JAKARTA, iNewsBandungRaya.id - Mahkamah Konstitusi (MK) menyatakan, bahwa dugaan intervensi serta ketidaknetralan yang dilakukan oleh Presiden Joko Widodo (Jokowi) seperti yang dimohonkan tim pasangan calon presiden dan wakil presiden nomor urut 01 tidak terbukti.
Begitu disampaikan Hakim Konstitusi, Arief Hidayat dalam sidang sengketa keputusan perselisihan hasil pemilihan umum (PHPU) Pemilihan Presiden (Pilpres) 2024 di Gedung MK, Jakarta, Senin (22/4/2024).

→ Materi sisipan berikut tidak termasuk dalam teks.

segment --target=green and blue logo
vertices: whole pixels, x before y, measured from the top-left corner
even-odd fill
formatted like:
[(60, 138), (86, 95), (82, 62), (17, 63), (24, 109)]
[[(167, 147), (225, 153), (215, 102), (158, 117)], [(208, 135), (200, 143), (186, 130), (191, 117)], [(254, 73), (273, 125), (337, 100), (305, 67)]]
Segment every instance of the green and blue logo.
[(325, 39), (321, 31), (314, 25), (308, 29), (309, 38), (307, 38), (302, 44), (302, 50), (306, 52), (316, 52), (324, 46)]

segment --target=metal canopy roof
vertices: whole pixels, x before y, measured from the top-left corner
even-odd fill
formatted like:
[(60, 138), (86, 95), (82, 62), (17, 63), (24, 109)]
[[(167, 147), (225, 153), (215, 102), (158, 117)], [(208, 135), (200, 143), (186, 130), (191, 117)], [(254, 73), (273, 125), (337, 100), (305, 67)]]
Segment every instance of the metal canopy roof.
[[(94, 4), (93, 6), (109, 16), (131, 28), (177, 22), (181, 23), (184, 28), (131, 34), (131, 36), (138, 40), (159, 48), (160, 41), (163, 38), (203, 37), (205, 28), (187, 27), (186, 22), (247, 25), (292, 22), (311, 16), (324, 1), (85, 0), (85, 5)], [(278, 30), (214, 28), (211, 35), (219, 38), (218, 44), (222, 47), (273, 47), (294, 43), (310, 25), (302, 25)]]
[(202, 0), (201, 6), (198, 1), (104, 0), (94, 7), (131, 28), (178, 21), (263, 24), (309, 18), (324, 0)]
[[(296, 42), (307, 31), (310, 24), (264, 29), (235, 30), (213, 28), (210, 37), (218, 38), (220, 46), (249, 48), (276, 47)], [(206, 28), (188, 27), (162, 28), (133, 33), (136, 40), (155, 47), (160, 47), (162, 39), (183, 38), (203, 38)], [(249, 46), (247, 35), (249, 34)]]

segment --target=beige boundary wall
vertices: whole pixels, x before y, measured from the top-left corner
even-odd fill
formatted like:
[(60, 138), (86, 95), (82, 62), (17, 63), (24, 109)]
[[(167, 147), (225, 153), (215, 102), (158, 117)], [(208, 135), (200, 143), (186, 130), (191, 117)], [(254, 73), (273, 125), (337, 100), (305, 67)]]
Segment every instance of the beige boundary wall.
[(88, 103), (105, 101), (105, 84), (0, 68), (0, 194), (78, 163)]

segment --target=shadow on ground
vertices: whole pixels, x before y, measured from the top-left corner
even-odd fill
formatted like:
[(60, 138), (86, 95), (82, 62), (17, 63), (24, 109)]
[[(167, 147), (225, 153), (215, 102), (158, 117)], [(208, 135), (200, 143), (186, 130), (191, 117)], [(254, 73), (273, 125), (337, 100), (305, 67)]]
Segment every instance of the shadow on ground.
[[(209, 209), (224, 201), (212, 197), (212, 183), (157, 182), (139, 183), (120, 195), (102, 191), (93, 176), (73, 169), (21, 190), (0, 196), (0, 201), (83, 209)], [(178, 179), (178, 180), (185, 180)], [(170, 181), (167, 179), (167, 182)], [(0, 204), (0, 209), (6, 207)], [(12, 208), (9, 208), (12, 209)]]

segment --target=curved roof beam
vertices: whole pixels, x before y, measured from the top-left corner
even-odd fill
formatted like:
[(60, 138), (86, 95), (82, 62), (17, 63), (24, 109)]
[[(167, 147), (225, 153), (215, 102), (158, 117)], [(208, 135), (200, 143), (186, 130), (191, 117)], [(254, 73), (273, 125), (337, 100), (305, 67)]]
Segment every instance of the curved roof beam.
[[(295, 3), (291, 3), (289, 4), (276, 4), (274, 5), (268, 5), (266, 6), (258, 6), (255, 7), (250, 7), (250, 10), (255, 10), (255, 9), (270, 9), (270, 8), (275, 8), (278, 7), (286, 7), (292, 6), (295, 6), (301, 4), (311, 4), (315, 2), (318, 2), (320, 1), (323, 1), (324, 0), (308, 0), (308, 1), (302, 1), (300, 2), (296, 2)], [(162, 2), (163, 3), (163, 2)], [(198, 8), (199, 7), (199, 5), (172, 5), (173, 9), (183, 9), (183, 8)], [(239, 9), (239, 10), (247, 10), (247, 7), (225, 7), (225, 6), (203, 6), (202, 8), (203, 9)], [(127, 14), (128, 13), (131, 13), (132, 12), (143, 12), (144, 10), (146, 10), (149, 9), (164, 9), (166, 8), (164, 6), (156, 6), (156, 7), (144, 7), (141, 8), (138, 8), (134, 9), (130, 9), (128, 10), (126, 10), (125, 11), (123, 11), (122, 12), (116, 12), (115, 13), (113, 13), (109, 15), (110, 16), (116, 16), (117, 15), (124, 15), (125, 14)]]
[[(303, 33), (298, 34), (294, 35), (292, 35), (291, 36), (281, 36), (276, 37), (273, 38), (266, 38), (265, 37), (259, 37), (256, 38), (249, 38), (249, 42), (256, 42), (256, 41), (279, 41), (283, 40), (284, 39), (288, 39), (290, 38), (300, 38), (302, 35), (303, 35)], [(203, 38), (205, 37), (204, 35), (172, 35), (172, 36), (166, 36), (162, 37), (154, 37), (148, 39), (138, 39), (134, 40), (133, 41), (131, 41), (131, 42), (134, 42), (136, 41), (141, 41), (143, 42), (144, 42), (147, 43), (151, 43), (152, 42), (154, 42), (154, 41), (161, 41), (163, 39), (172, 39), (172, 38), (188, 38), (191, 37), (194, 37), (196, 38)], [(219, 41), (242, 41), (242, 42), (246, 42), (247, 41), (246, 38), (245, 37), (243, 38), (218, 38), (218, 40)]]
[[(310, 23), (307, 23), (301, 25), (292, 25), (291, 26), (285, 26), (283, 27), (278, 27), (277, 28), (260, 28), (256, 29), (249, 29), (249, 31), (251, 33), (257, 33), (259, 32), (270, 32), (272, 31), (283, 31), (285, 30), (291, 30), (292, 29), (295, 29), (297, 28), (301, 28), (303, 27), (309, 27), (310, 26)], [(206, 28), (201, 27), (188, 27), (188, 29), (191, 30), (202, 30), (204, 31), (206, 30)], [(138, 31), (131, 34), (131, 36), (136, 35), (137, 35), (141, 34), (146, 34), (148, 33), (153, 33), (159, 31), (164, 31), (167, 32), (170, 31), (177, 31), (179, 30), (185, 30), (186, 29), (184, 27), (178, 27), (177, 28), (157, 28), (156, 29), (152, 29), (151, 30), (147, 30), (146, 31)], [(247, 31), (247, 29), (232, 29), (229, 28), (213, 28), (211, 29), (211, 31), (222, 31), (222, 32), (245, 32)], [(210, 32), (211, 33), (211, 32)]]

"Dalil Pemohon yang menyatakan terjadi intervensi Presiden dalam perubahan syarat pasangan calon dan dalil Pemohon mengenai dugaan adanya ketidaknetralan Termohon dalam verifikasi dan penetapan pasangan calon yang menguntungkan Pasangan Calon Nomor Urut 2, sehingga dijadikan dasar bagi Pemohon untuk memohon agar Mahkamah membatalkan (mendiskualifikasi) Pihak Terkait sebagai peserta Pemilihan Umum Presiden dan Wakil Presiden Tahun 2024 adalah tidak beralasan menurut hukum," kata Arief.
Dalam sidang yang sama, Hakim Konstitusi, Daniel Yusmic Foekh yang membacakan hasil sidang MK terkait Presiden Jokowi yang melakukan nepotisme karena mendukung anaknya sendiri yaitu Cawapres nomor urut 2 Gibran Rakabuming Raka juga tidak terbukti.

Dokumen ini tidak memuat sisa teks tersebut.